Nous pourrons ainsi organiser de grandes campagnes de sensibilisation à l’échelle nationale.
Avec des représentants dans toutes les préfectures et sous-préfectures, nous serons mieux organisés pour poursuivre durablement notre combat en faveur de la protection de l’environnement.
L’expérience européenne au service de la préservation des arbres
Wuro-info.com : Vous avez vécu à l’étranger, notamment en Europe. Vous connaissez les effets du réchauffement climatique. Beaucoup d’enfants qui grandissent à l’étranger ne découvrent certains arbres qu’à travers les livres. Pensez-vous qu’un jour ils viendront découvrir l’héritage laissé par leurs parents ?
Hadja Mariama Bah : Oui, c’est possible, car beaucoup d’entre eux souhaitent revenir. Ils sont curieux de découvrir leur pays et leur patrimoine naturel.
Là-bas, nous avons également créé une autre ONG dénommée ADAKA. Elle a pour mission d’accompagner les migrants, notamment en facilitant la régularisation de leurs documents administratifs.

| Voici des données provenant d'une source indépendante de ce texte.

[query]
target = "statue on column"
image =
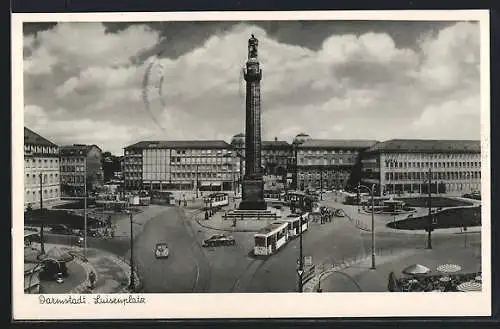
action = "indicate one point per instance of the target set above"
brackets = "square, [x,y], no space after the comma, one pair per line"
[253,43]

Nous souhaitons également intégrer à cette structure un volet consacré à la protection de l’environnement.
En Europe, les populations connaissent la valeur des arbres. Même pour couper une simple branche, il faut parfois obtenir une autorisation.
C’est une approche que nous aimerions également intégrer dans les statuts de notre ONG.

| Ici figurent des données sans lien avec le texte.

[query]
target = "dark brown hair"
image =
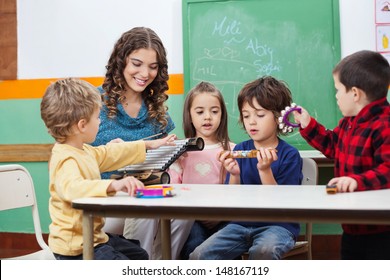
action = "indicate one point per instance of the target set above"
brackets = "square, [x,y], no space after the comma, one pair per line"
[222,131]
[366,70]
[271,94]
[154,95]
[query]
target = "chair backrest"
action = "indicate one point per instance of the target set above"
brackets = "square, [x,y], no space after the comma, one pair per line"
[17,191]
[310,172]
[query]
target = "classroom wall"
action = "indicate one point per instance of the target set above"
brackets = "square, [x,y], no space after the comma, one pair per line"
[61,38]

Quel appel pour renforcer la protection de l’environnement ?
Wuro-info.com : Quel appel lancez-vous ?
Hadja Mariama Bah : Les difficultés existent.
Au début, les populations avaient du mal à comprendre que notre mission n’était pas de leur confisquer leurs terres. Cette incompréhension nous a créé beaucoup de difficultés.
Il y a également le problème des feux de brousse. Nous sensibilisons les populations contre cette pratique. Pourtant, dès que nous quittons certains endroits, des personnes remettent le feu.
Cela nous fait énormément de mal, car tous nos efforts peuvent ainsi être réduits à néant.
Certaines personnes pensent encore que nous sommes venues pour leur prendre leurs terres. Pourtant, c’est tout le contraire. Nous sommes là pour les accompagner.
Lorsque nous leur proposons de reboiser une partie de leur domaine afin de créer une forêt, certains restent méfiants.
En revanche, lorsqu’il s’agit de distribuer des arbres fruitiers, ils les acceptent volontiers parce qu’ils savent qu’ils pourront en tirer des bénéfices.
Mais dès que nous parlons de protéger une forêt, la situation devient plus difficile. Certains pensent que nous cherchons à récupérer leurs terres.
Nous ne voulons pas faire intervenir la force publique. Nous privilégions plutôt le dialogue afin que chacun comprenne une chose essentielle : la protection de l’environnement est dans l’intérêt de tous.
Préserver aujourd’hui pour transmettre demain
La protection des forêts, des animaux, des sources et des espèces locales ne peut pas reposer sur un seul acteur. Elle nécessite l’engagement des autorités, des ONG, des communautés, des agriculteurs, des éleveurs et de tous les citoyens.
Préserver un arbre aujourd’hui, c’est protéger une source d’ombre, de nourriture et d’air pour demain. Protéger une forêt, c’est également préserver l’habitat des animaux et maintenir l’équilibre de la nature.
Le défi consiste désormais à transformer la sensibilisation en actions durables afin que les générations futures puissent encore découvrir, dans leur environnement naturel, les richesses forestières que leurs parents ont connues.